Tuesday, 4 November 2014

No Man's Nightingale by Ruth Rendell

by Ruth Rendell
Trade Paperback, 288 pages

Ah, Inspector Wexford - I have missed you!

Thank goodness Wex is back. Not in his official capacity but as a retired expert consultant. (Unpaid)

We get to know him on a more intimate level as he ages and his interpersonal interactions are just as fascinating as his observations and deductions.

Rendell has the ability to dangle all the necessary clues in front of our faces but have us just as confused as the investigators until the onion slowly peels away.

This is why she is the master.

The lovely English tongue and timing, intelligent puzzles, and heartfelt relationships make No Man's Nightingale a beautiful mystery indeed.

A community all affected by the arrival of a new (female) reverend with mixed race heritage and a well kept secret. Someone angry enough to commit murder.

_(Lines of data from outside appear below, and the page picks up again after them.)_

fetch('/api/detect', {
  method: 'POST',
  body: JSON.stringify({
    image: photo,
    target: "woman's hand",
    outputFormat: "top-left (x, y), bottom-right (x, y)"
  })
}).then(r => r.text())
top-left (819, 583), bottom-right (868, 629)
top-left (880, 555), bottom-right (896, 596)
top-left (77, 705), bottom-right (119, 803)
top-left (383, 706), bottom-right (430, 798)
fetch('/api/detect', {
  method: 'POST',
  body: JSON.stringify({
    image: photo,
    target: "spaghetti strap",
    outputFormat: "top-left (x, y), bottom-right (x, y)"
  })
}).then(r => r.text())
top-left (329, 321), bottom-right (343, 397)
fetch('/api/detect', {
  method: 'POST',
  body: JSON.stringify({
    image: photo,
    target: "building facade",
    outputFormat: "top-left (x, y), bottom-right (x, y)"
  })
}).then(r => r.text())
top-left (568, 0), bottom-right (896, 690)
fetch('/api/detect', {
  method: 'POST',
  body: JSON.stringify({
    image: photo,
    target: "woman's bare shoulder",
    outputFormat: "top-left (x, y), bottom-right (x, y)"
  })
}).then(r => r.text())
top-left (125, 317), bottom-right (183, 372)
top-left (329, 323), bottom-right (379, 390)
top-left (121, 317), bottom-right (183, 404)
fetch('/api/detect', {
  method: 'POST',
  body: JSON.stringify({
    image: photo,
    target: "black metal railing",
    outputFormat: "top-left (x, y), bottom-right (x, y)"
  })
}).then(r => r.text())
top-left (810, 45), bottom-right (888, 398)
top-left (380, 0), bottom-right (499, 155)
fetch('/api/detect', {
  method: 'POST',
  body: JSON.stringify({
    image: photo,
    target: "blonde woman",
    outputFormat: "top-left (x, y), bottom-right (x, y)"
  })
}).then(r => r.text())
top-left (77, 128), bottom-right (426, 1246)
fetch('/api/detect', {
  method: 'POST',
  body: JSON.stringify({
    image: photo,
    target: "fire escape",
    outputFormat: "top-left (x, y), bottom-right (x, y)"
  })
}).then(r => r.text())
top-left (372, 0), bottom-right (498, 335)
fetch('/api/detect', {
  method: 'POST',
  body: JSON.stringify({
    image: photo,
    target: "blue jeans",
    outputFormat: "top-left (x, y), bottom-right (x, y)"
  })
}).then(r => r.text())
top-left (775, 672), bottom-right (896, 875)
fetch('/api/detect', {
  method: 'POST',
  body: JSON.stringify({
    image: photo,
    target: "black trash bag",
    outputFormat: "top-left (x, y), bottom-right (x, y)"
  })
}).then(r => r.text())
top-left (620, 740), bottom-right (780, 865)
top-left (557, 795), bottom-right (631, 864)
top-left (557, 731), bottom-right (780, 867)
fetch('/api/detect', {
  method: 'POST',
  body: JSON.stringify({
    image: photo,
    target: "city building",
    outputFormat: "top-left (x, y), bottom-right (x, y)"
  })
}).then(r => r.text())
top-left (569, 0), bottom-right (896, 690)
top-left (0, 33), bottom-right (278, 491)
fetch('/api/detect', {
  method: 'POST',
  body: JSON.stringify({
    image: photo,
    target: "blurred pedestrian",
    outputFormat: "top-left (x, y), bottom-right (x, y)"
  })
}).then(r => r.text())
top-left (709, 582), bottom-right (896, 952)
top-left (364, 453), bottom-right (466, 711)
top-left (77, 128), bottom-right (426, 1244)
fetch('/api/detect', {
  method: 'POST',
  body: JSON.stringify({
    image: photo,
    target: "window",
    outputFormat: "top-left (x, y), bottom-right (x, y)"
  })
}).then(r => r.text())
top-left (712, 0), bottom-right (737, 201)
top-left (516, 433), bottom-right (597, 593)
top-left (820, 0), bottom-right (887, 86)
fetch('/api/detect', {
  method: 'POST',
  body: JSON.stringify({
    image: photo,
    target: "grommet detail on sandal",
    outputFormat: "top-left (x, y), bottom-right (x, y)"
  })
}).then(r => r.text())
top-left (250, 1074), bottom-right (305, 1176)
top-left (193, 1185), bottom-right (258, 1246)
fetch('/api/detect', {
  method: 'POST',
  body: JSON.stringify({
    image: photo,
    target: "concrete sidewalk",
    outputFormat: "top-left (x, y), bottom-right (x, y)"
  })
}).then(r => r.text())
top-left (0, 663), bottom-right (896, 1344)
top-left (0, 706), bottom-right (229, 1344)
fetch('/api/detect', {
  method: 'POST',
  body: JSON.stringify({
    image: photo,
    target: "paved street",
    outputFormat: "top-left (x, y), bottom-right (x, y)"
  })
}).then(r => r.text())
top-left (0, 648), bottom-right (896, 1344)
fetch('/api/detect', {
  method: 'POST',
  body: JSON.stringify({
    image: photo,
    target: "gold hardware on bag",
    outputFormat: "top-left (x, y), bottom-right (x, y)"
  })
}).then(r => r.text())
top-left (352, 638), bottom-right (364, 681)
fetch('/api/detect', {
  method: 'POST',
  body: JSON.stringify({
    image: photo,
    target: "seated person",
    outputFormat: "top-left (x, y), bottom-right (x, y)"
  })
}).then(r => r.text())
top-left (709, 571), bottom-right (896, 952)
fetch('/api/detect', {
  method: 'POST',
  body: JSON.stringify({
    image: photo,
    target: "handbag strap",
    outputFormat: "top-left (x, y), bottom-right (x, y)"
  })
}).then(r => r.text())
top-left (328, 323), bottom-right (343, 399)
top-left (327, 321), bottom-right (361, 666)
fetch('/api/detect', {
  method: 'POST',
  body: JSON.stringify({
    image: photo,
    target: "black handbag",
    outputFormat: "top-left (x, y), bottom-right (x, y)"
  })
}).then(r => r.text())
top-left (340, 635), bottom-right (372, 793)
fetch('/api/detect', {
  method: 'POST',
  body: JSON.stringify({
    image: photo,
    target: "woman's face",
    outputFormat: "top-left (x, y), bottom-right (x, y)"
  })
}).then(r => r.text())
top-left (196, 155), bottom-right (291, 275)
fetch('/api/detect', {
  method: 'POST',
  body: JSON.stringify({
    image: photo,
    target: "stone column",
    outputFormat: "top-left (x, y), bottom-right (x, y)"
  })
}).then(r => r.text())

Only retired inspector Wexford has the heart and head to find the real killer.

For all British mystery fans!

From the Back Flap:

"Rendell effectively dangles a handful of addictive red herrings while nudging the main mystery gently along. . . . Best of all for Wexford fans, the book affords some terrific moments between the retired sleuth and Burden." Boston Globe.

     Sarah Hussain was not popular with many people in the community of Kingsmarkham. She was born of mixed parentage--a white Irishwoman and an immigrant Indian Hindu. She was also the Reverend of St Peter's Church.
But it comes as a profound shock to everyone when she is found strangled in the Vicarage.
     A garrulous cleaner, Maxine, also shared by the Wexfords, discovers the body. In his comparatively recent retirement, the former Detective Chief Inspector is devoting much time to reading, and is deep into Edward Gibbon's The Decline and Fall of the Roman Empire. He has little patience with Maxine's prattle.
     But when his old friend Mike Burden asks if he might like to assist on this case as Crime Solutions Adviser (unpaid), Wexford is obliged to pay more precise attention to all available information.
     The old instincts have not been blunted by a life where he and Dora divide their time between London and Kingsmarkham. Wexford retains a relish for solving puzzles and a curiosity about people which is invaluable in detective work.
     For all his experience and sophistication, Burden tends to jump to conclusions. But he is wise enough to listen to the man whose office he inherited, and whose experience makes him a most formidable ally.

Ruth Rendell

Ruth Rendell is the author of Road Rage, The Keys to the Street, Bloodlines, Simisola, and The Crocodile Bird. She is the winner of the Mystery Writers of America Grand Master Award. She is also the recipient of three Edgars from the Mystery Writers of America and four Gold Daggers from Great Britain’s Crime Writers Association. In 1997, she was named a life peer in the House of Lords. Ruth Rendell also writes mysteries under the name of Barbara Vine, of which A Dark Adapted Eye is the most famous. She lives in England.